To the last point, this is likely the reason why the current Federal Government is not keen to “bailout” Western Canada’s oil industry, but happy to give a billion dollars to Quebec based Bombardier.  As the Liberal Party of Canada learnt in the 1980’s with the Western Canadian oil industry, it is easier to make a hostile takeover when an industry is struggling than when it is doing well.

Tangentially, I believe this is the REAL reason Quebec receives so much in equalization.  Equalization cripples the Quebec economy, making them dependent on more equalization.

In this regard, the Government of Canada is a drug dealer, Quebec is an addict.  The relationship is entirely exploitative, benefiting no one but the Canadian federalists at the expense of everyone in Canada.

Moreover, any help Ottawa provides to the West will come with major concessions.

IF Ottawa comes in to support the Western Canadian provinces now, they will expect grossly disproportionate compensation when our economies recover.

What Western Canada has paid into equalization in the past will pale in comparison to what we will pay in the future should Canada come to our rescue now that our economies are struggling.

Faced with this prospect, there is little hope for Canada.

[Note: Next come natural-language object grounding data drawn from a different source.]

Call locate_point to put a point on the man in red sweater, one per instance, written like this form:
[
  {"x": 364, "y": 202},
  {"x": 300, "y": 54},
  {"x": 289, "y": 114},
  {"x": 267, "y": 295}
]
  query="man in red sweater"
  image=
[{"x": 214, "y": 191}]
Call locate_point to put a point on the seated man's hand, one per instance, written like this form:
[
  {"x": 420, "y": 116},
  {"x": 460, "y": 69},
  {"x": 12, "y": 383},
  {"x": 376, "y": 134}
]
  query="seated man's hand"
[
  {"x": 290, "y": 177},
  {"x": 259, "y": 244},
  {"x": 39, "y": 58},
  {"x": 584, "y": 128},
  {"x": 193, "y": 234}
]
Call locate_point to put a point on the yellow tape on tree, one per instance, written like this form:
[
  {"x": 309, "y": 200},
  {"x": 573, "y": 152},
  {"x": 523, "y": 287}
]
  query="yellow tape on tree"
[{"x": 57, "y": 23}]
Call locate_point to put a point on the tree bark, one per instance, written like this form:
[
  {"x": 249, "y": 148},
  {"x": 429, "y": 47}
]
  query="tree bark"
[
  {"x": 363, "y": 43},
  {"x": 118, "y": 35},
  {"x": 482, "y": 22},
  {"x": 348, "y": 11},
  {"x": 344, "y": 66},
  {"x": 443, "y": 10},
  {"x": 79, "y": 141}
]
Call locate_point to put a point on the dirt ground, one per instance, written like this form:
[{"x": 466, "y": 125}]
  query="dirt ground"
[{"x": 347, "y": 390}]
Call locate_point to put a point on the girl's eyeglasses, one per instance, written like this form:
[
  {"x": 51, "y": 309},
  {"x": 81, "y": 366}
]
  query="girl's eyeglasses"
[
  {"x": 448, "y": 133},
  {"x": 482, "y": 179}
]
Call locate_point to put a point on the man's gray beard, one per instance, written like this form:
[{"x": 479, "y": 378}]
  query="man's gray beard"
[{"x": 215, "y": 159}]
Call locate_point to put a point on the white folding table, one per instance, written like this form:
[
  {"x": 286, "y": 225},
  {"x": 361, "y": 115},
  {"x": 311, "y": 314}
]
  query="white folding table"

At least in 1885, when Louis Riel was defeated in the North-West Rebellion, Canadians in Manitoba eastward could look forward to the expansion further into the West and the connection with British Columbia opening up vast trade routes to the Pacific.

Despite the violent conflict and animosity that resulted in Canada’s expansion, there was clear, tangible hope for a brighter future in a unified Canada.  This hope actually inspired the people of what is now Alberta and Saskatchewan to join confederation in 1905.

Today, no such hope exists.

The only hope is in peaceful separation from Canada made possible from the culmination of violent separatist movements that define Canadian history.

This is why we should all wish Manitobans a Happy Louis Riel day!